A DCE is a method for modeling the underlying preferences that determine an individual’s choice between a given set of options. Participants are asked to make choices between hypothetical treatments that vary based on several attributes, and the trade-offs they make are used to determine the relative importance of the attributes to their choices. In keeping with published best practices,²⁶ development of the DCEs presented involved several sequential steps. Provisional DCE scenarios and content (attributes to model) were initially selected based on literature and guideline review by the investigators. Proposals for the DCEs were reviewed at CommNETs meetings, attended by NET healthcare providers, NET patient advocacy groups, and NET patients.²⁷ A pilot study of the draft surveys was then conducted with 5 NET patients recruited from investigators’ clinical practices, who subsequently completed a telephone interview about the surveys with a study investigator. The aim of the pilot was both to determine content validity of the surveys, and to screen for any technical difficulties with the online survey tool. Revisions to the study website and survey language were made based on the interviews, and the DCE surveys finalized. Given changes to the survey structures, the results from the 5 participants who completed the pilot were not included in the final dataset.

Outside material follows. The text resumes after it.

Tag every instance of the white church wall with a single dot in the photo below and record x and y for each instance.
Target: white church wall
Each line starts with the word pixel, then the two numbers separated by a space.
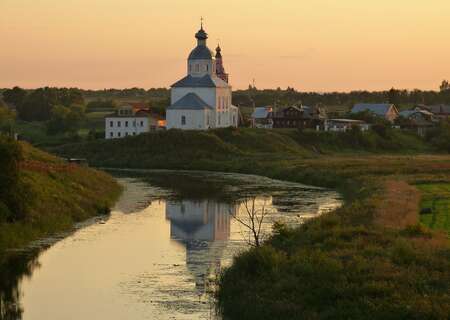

The DCEs were designed to model 2 scenarios faced by NET patients and clinicians where there are several treatment options, with no dominant first-line choice. They were: (1) second-line treatment for midgut NETs that have progressed on SSAs; (2) second-line treatment for pNETs that have progressed on SSAs. Levels for these attributes were obtained directly from the randomized clinical trial data supporting their use in the relevant NET population. Treatments included for scenario 1 are: ¹⁷⁷Lu-Dotatate,¹⁵ somatostatin analogue dose escalation,¹⁵ and everolimus.¹⁴ Treatments included for scenario 2 are: sunitinib,¹⁷ everolimus,¹⁶ and capecitabine/temozolomide (CAPTEM).¹⁹ The modeled treatments and their associated attributes and levels are shown in Table 1. Adverse event (AE) rates presented represent the frequency of grade 3 or higher AEs in the relevant RCT. The participant facing language employed on the online DCE survey is available in Supplementary Tables S1 and 2. As participants were assigned randomly to either DCE irrespective of their self-reported NET diagnosis, participants with a history of pNET could complete either the DCE based on pNET or midgut NET clinical trial data, and vice versa.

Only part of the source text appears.